I was diagnosed with IBS when I was in the 7th grade. For as long as I can remember, I've always had horrible stomach pains and constipation and it took the doctors quite a while before actually diagnosing me. I guess it makes me feel a little better knowing there's a name for what I have and that there are others who also struggle with it. I have decided to share my struggle because I'm tired of having to deal with my IBS, it takes up too much of my life. Within the past year, I've completely changed my diet from going vegetarian to becoming vegan (I'm also very allergic to dairy). Since then, it has definitely become easier to deal with the chronic pain and uncomfortableness that comes along with my IBS. I take MiraLAX regularly to help with the constipation that comes along with my IBS but doing so sometimes just results in me forgetting to take it and then falling back into the vicious cycle of constipation. My IBS has somehow found a way to ruin my life. I'm in high school and there are days when my flare ups are so bad that I have to miss school or other social outings. I also thing my IBS may give me anxiety. If I realize that I haven't gone to the bathroom in more than 2 days I begin to worry a lot; then I freak out and take a whole bunch of laxatives and cannot go out until I do use the bathroom (in fear that if I do go out I will have the runs and be in public... my worst nightmare). My IBS leaves me curled up into balls because of the pain or crying to myself because I am worried that all of the poop will build up inside of me (this is somewhat irrational).
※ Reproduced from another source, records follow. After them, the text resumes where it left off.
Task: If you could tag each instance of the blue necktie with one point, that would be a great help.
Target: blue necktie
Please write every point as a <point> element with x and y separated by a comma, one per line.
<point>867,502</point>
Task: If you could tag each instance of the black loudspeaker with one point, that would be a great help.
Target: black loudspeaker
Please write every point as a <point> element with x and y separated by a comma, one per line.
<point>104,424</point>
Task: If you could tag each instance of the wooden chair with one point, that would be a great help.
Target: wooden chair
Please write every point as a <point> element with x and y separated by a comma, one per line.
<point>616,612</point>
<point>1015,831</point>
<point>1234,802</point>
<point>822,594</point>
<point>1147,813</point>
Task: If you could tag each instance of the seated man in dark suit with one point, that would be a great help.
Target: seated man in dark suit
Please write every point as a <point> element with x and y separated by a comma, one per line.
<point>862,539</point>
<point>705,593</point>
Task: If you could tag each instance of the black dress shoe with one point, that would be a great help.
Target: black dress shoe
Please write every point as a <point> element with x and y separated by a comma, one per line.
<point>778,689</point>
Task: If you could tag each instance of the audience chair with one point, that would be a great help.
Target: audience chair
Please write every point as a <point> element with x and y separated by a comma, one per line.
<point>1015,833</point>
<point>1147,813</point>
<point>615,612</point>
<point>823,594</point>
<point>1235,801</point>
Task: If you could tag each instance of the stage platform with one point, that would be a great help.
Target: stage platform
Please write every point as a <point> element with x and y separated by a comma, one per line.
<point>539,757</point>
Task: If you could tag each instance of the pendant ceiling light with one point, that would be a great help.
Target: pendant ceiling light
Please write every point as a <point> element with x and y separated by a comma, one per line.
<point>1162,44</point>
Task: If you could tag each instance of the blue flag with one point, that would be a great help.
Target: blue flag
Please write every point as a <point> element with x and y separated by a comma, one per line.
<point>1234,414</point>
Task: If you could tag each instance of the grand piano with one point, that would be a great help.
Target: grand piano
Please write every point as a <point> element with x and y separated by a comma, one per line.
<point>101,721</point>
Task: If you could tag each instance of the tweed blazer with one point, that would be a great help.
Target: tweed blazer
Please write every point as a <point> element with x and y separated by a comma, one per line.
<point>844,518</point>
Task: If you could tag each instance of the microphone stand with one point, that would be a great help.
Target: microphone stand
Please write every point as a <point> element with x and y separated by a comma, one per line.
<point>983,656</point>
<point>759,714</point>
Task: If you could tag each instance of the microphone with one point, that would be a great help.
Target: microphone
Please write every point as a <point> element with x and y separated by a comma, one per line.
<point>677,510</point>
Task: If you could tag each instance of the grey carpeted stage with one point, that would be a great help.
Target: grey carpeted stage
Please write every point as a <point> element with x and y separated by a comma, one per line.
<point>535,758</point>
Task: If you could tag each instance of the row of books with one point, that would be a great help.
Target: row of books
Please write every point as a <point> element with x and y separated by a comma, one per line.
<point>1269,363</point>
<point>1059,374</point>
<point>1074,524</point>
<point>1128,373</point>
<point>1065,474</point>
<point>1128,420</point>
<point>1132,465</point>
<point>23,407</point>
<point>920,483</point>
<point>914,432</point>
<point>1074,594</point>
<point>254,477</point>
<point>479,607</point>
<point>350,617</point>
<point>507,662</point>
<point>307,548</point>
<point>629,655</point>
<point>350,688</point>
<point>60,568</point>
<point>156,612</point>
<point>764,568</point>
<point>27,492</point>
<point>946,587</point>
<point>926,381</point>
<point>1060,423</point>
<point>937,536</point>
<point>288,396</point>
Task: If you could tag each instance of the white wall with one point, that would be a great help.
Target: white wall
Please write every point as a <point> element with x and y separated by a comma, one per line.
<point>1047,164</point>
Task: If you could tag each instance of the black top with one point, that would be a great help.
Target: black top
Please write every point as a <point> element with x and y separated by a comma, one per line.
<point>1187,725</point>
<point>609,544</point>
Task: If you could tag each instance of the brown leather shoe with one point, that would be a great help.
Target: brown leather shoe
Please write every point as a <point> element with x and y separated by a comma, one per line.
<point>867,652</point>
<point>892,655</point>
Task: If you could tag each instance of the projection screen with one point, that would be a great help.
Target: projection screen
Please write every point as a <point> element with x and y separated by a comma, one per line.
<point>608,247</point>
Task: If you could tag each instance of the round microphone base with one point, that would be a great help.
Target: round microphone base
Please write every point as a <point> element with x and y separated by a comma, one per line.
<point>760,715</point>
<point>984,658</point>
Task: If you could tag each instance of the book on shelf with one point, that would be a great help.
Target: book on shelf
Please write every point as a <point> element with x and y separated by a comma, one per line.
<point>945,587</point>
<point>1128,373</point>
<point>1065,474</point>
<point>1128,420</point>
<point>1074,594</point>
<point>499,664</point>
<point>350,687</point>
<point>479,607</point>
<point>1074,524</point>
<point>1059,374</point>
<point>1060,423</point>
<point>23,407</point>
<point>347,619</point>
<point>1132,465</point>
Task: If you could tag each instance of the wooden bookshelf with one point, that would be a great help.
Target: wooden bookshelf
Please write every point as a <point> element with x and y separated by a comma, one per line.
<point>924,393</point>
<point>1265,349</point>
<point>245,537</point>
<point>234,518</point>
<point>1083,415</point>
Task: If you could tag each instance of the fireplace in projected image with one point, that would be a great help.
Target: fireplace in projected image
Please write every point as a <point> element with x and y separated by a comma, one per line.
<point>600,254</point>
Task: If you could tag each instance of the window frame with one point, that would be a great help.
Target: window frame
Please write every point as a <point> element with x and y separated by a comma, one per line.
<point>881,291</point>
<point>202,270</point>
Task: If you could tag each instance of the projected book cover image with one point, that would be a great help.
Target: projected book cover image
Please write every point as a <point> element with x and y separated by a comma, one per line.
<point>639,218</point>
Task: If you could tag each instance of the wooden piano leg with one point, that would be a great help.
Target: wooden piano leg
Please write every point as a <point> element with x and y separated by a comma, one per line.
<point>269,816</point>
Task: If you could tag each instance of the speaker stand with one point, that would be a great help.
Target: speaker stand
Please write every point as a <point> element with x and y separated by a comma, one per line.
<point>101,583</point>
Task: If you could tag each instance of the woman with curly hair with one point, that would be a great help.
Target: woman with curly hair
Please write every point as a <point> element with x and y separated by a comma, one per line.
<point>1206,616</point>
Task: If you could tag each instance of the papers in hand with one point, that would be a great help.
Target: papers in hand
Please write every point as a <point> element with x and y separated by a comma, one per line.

I'm not really writing with the purpose of asking a question or trying to find answers. I guess I just want to know that there are other people who share the same struggles with their IBS as I do. I really just wish that it would go away, I just want to live normally and without the constant fear and anxiety that my stomach is trying to sabotage my life.


----------



## WeCanBeatIt (Mar 23, 2016)

Hi! I'm in high school too. I'm dealing with ibs since 10th grade and now there's 2 months left until the end of this nightmare. You're not the only one. I know it's hard. I think i am the only one in my school with this. ^^ High five!! )


----------



## VeganWoman (Mar 28, 2016)

Hi, may i suggest something? Diatomaceous earth and apple cider vinegar will help cleanse your bowels and insides, and help with constipation. I recommend researching this as they are natural and will do more good than any medicine out there. Sometimes you just need a bit of a cleanse. Vegan diet is a sure way to control ibs, but you must make sure you're doing it correctly and not fooling yourself. Panicking is the worst thing to do with ibs, im aware it's EXTREMELY hard to control thoughts and worries, but just remember everything passes! Did you know meditation reconstructs the brain function in just 8 weeks? Even just a few minutes a day could benefit you, youll never know unless you try.
Everything starts from within, so by eating a good vegan diet, and taking a calmer approach to healing this horrible disease may help.


----------



## mtfreitas3 (Dec 19, 2015)

I feel your pain! I have had IBS for quite sometime and know it's not fun! Have you tried a vegan diet? It helped me a lot until I had surgery about 2 months ago. Now I am dealing with crazy abdominal pain and will test for a post-operative infection or SIBO.


----------



## fatedtopretend99 (Feb 26, 2016)

I hope you do find comfort by me saying I know how you feel because I've been there as well. I use to go to the bathroom every 6 days and was so uncomfortable and scared of this that my anixety was out of control
Have you kept tracked of how much fiber you eat a day? I always thought I ate enough fiber because I do eat healthy but was surprised to see how far away I was from the recommended 25 grams a day. Try increasing your fiber intake by 2 grams a week, it's a healthier option than using laxatives. I've now been going every day for several months.
I also recommend trying IBguard, my doctor gave me a trial sample and I was skeptical at first but honestly it's been a lifesaver for me. You can take it several times a day, before and after eating. It's over the counter so you don't need a prescription and all it is is just peppermint oil. It calms down your colon and GI tract and has helped me out A LOT with cramps, bloating and gas.
Probably most important- you need to train your mind to not panic when you are experiencing symptoms. I know how hard this is, I do still struggle with it, but it will make your life a lot easier if you develop relaxation techniques. When I'm at work and I start to feel anxious. I like to listen to relaxation mediation, which is an app that's actually designed to help you sleep better. There's also many things that can help you relax: breathing techniques, coloring books, talking to someone you trust about how you're feeling. Even the littlest things can help, trust me!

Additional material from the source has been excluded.